At night only one of these two phenomena occur. There is no incoming solar radiation, so the reflectivity question isn’t an issue.

But the re-capture of thermal radiation still is. This is energy emitted in wavelength form, and, specifically, the type of energy that is absorbed and re radiated in all directions by greenhouse gases – without which the earth would be a large almost lifeless ball of ice floating through space.

If water vapor levels are higher, more thermal radiation will be “trapped.” Particularly at night.

Regardless, the gap in day and night time temperatures, in many regions across the globe, has considerably narrowed, which as it continues, will also continue to have more and more intense consequences for at least some of the plants upon which we rely.

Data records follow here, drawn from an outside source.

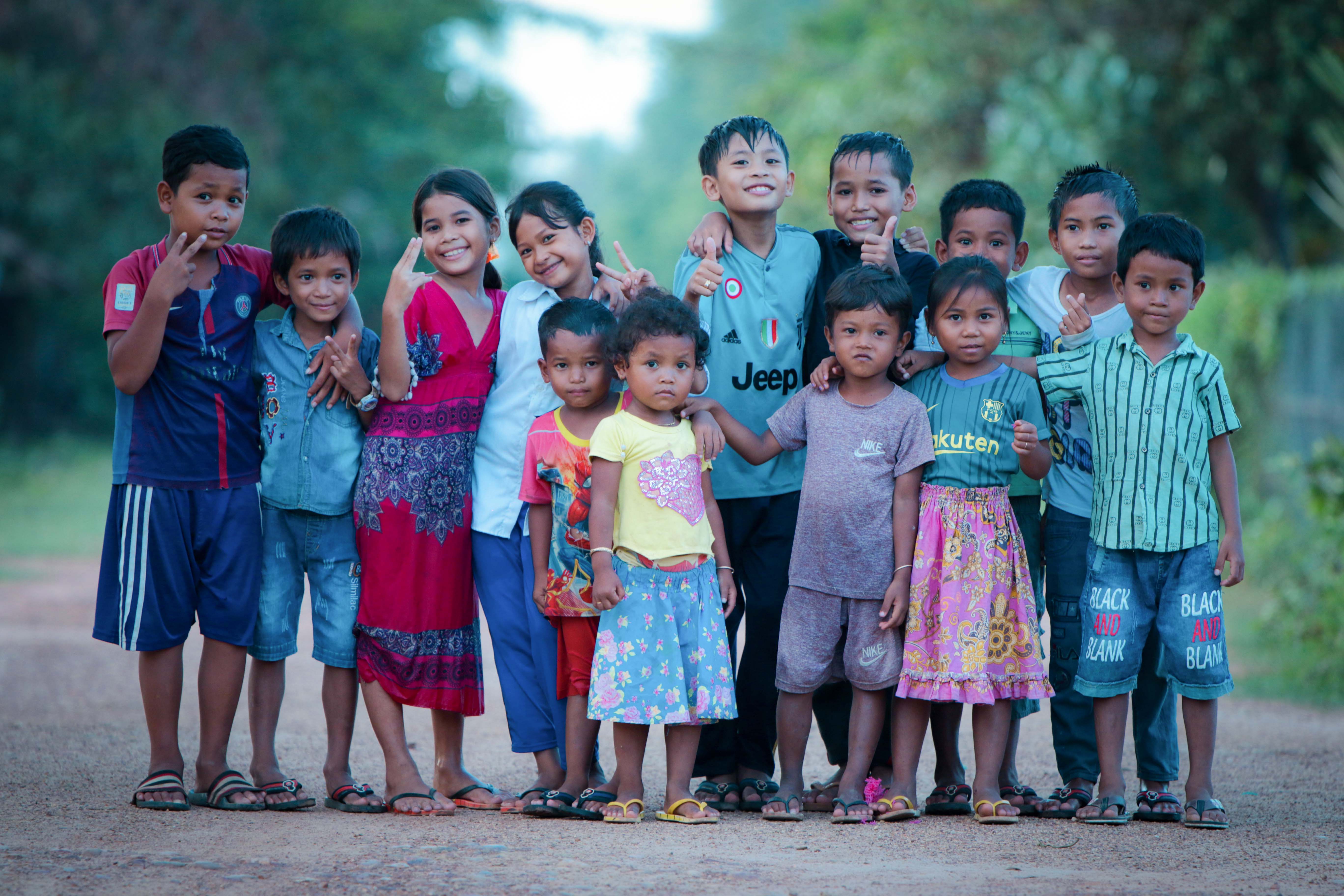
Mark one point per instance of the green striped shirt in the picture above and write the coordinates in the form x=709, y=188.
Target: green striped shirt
x=1151, y=428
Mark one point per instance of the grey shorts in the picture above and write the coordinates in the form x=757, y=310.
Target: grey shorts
x=826, y=639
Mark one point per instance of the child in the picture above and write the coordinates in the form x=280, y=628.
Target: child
x=659, y=565
x=557, y=479
x=310, y=464
x=1162, y=410
x=183, y=535
x=756, y=315
x=419, y=640
x=850, y=574
x=971, y=632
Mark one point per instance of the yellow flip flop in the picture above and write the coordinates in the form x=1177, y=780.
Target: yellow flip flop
x=670, y=815
x=623, y=819
x=993, y=819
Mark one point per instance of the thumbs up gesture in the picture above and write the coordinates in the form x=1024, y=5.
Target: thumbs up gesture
x=878, y=249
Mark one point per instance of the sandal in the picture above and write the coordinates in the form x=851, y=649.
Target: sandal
x=1062, y=796
x=717, y=795
x=785, y=815
x=949, y=808
x=1154, y=798
x=1025, y=792
x=670, y=815
x=338, y=800
x=1103, y=804
x=994, y=817
x=1202, y=807
x=166, y=781
x=288, y=786
x=225, y=786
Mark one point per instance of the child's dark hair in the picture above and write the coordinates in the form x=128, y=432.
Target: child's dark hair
x=1094, y=179
x=202, y=146
x=578, y=316
x=994, y=195
x=558, y=206
x=308, y=233
x=870, y=287
x=959, y=275
x=474, y=190
x=655, y=314
x=877, y=143
x=749, y=128
x=1166, y=236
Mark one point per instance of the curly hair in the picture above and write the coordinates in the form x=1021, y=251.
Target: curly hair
x=654, y=314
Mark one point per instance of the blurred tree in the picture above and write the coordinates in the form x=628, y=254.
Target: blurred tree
x=339, y=103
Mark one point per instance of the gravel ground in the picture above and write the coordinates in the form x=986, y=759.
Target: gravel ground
x=73, y=747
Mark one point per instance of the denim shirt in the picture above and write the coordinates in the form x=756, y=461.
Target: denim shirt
x=310, y=455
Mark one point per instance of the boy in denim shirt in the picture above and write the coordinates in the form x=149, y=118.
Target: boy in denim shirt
x=310, y=465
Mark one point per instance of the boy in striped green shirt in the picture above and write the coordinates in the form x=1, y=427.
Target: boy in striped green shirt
x=1162, y=418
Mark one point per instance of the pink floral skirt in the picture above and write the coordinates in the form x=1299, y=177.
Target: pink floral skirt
x=971, y=632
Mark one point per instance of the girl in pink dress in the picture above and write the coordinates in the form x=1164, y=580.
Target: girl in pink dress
x=419, y=637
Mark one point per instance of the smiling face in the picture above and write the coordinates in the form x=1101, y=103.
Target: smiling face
x=660, y=371
x=751, y=181
x=1089, y=236
x=557, y=257
x=210, y=201
x=1158, y=292
x=458, y=237
x=865, y=193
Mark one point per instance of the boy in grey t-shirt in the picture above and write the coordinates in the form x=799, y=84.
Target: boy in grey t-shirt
x=869, y=443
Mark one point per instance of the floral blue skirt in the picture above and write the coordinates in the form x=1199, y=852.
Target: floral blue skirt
x=663, y=653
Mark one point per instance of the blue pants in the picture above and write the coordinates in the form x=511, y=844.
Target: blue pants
x=523, y=640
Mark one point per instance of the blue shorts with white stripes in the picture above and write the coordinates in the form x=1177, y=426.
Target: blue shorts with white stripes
x=173, y=557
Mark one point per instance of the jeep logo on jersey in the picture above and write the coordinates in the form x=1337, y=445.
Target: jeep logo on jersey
x=768, y=381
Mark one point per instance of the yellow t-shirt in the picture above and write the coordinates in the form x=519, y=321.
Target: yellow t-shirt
x=660, y=504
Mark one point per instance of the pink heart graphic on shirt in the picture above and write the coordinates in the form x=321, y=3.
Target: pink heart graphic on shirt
x=672, y=483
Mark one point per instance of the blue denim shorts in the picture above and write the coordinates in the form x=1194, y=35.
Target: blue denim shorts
x=1127, y=594
x=323, y=547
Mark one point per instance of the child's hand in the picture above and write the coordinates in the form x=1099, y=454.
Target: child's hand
x=1230, y=557
x=878, y=249
x=1025, y=438
x=827, y=370
x=406, y=280
x=1076, y=318
x=709, y=276
x=914, y=241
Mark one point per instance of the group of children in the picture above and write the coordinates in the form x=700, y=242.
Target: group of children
x=620, y=476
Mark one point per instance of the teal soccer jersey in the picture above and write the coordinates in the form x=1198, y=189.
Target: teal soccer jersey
x=756, y=326
x=972, y=425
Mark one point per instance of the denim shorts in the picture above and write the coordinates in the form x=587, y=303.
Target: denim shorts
x=323, y=547
x=1127, y=594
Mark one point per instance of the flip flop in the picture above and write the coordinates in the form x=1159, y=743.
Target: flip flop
x=1022, y=790
x=225, y=786
x=897, y=815
x=949, y=808
x=623, y=819
x=670, y=815
x=166, y=781
x=288, y=786
x=1152, y=798
x=1104, y=804
x=1202, y=807
x=785, y=815
x=338, y=800
x=470, y=804
x=1061, y=795
x=994, y=819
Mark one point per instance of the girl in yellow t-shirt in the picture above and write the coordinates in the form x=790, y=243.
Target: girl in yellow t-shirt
x=660, y=565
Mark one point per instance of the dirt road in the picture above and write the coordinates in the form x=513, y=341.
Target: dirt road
x=73, y=747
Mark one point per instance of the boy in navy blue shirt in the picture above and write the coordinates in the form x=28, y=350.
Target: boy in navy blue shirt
x=183, y=535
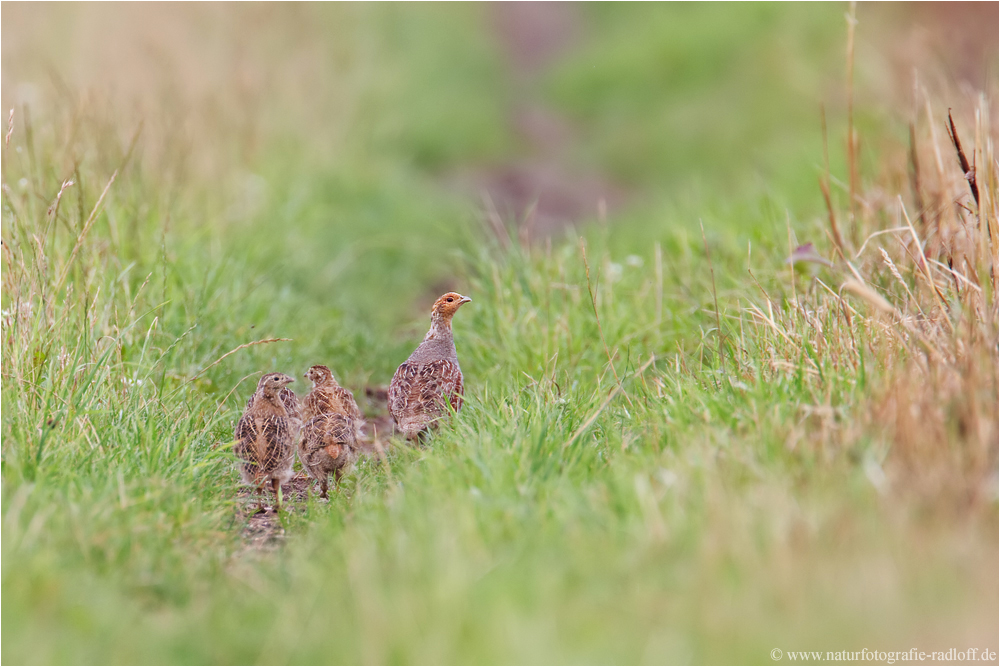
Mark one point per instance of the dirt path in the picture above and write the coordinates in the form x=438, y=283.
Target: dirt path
x=542, y=191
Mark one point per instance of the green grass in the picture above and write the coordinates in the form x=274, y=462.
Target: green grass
x=690, y=500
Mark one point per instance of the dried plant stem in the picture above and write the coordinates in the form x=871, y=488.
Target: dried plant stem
x=593, y=302
x=232, y=351
x=607, y=401
x=83, y=233
x=715, y=298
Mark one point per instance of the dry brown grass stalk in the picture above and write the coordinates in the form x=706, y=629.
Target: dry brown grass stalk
x=927, y=335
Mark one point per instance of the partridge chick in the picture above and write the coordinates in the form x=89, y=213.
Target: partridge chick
x=328, y=396
x=431, y=375
x=266, y=435
x=333, y=425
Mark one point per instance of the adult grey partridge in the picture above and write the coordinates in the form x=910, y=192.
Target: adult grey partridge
x=333, y=423
x=431, y=376
x=266, y=435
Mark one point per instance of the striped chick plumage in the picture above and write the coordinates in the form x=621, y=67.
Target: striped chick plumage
x=333, y=424
x=266, y=435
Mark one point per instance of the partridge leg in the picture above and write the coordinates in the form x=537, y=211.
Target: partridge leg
x=277, y=493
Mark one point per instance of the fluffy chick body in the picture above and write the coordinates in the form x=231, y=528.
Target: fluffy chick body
x=266, y=434
x=431, y=378
x=332, y=427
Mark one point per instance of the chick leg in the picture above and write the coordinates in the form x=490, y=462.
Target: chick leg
x=276, y=486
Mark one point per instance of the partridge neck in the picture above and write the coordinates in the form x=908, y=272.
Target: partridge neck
x=438, y=343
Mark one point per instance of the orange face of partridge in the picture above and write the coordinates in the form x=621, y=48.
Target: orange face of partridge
x=272, y=383
x=446, y=306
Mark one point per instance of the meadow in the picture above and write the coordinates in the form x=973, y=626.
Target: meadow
x=689, y=435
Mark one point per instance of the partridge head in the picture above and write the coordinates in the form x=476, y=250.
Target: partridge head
x=431, y=378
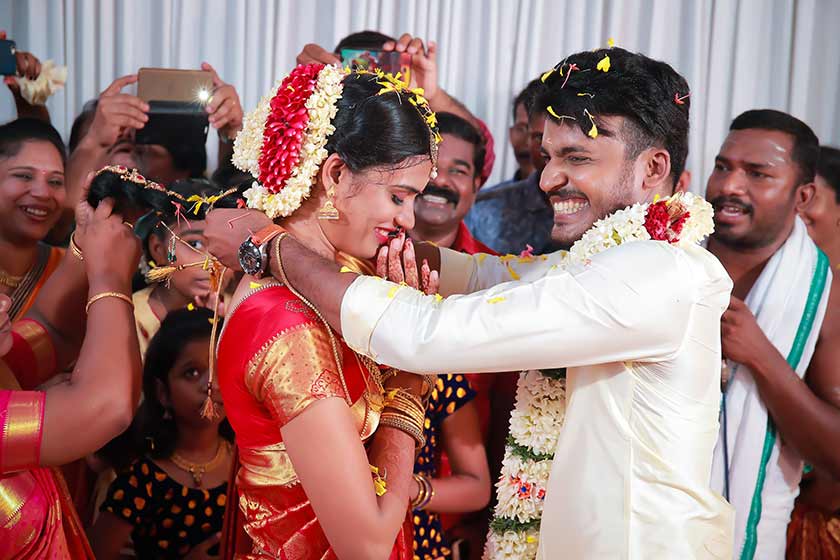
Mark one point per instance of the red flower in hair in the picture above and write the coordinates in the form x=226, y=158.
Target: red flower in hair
x=664, y=222
x=285, y=127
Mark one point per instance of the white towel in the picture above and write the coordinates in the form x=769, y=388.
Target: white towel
x=777, y=300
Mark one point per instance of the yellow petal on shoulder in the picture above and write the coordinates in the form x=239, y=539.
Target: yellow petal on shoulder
x=512, y=272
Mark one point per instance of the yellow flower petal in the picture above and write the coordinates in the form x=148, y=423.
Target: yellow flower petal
x=593, y=132
x=512, y=272
x=604, y=64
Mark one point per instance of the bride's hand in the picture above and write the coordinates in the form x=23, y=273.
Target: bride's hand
x=398, y=263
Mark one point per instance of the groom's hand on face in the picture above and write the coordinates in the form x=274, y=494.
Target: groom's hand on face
x=227, y=228
x=742, y=339
x=397, y=262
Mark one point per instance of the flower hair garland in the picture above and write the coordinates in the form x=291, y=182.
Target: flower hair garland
x=282, y=142
x=536, y=421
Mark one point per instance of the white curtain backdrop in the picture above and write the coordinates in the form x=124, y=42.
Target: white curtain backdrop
x=736, y=54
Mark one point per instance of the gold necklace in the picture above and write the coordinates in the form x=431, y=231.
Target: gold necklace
x=197, y=470
x=10, y=281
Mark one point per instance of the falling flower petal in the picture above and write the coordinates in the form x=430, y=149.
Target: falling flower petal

The list goes on. But this is a start. We probably “aint seen nuthin’ yet,” for very fundamental scientific reasons (along with a lot geologic and modern era data), that are largely being mangled, overlooked, confused or turned into something they are not, while the entire climate change issue is as well.

But while agriculture, including its extensive use of and indirect reliance upon fossil fuels, and large impact upon the landscape, is the rarely talked about main contributor to the phenomenon known too popularly as climate change (the issue is really the multi million year – or geologically radical – alteration in our atmosphere’s long term heat “trapping” quotient), the dance the world is going to have with this mainstay of existence – providing enough food – is probably going to be an increasingly interesting one.

And by “interesting,” for many poorer areas and peoples of the world, this means “bad.

Potentially, extremely bad.

This is also ironic, because some groups that have not necessarily been outspoken advocates for the poor, when it comes to climate change, have suddenly become the “Mother Teresa,” of indigent poor advocacy, on the ill conceived and highly ironic assertion that addressing climate change (not climate change itself, rendering informed scientists/anthropologists extremely frustrated in the process) will harm the poor.

But what is really going to harm the poor in particular is the radical alteration of our atmosphere – again, reflecting a change that has now taken us back to levels not seen in millions of years,and a large portion of which has occurred in just the last 50 or so years alone; and which is right now still occurring at geologically breakneck speed.

It’s just a question of how much we mitigate it, and how sensibly, and quickly, we do so. Both in terms of the U.S. leading the way – which will increase our moral ability as the world’s bully pulpit and most powerful (and somewhat feared) nation to encourage change, desire to do so by our show of faith, and an increasing return by other countries knowing that more and more of their own effort and the efforts of others is contributing – and elsewhere.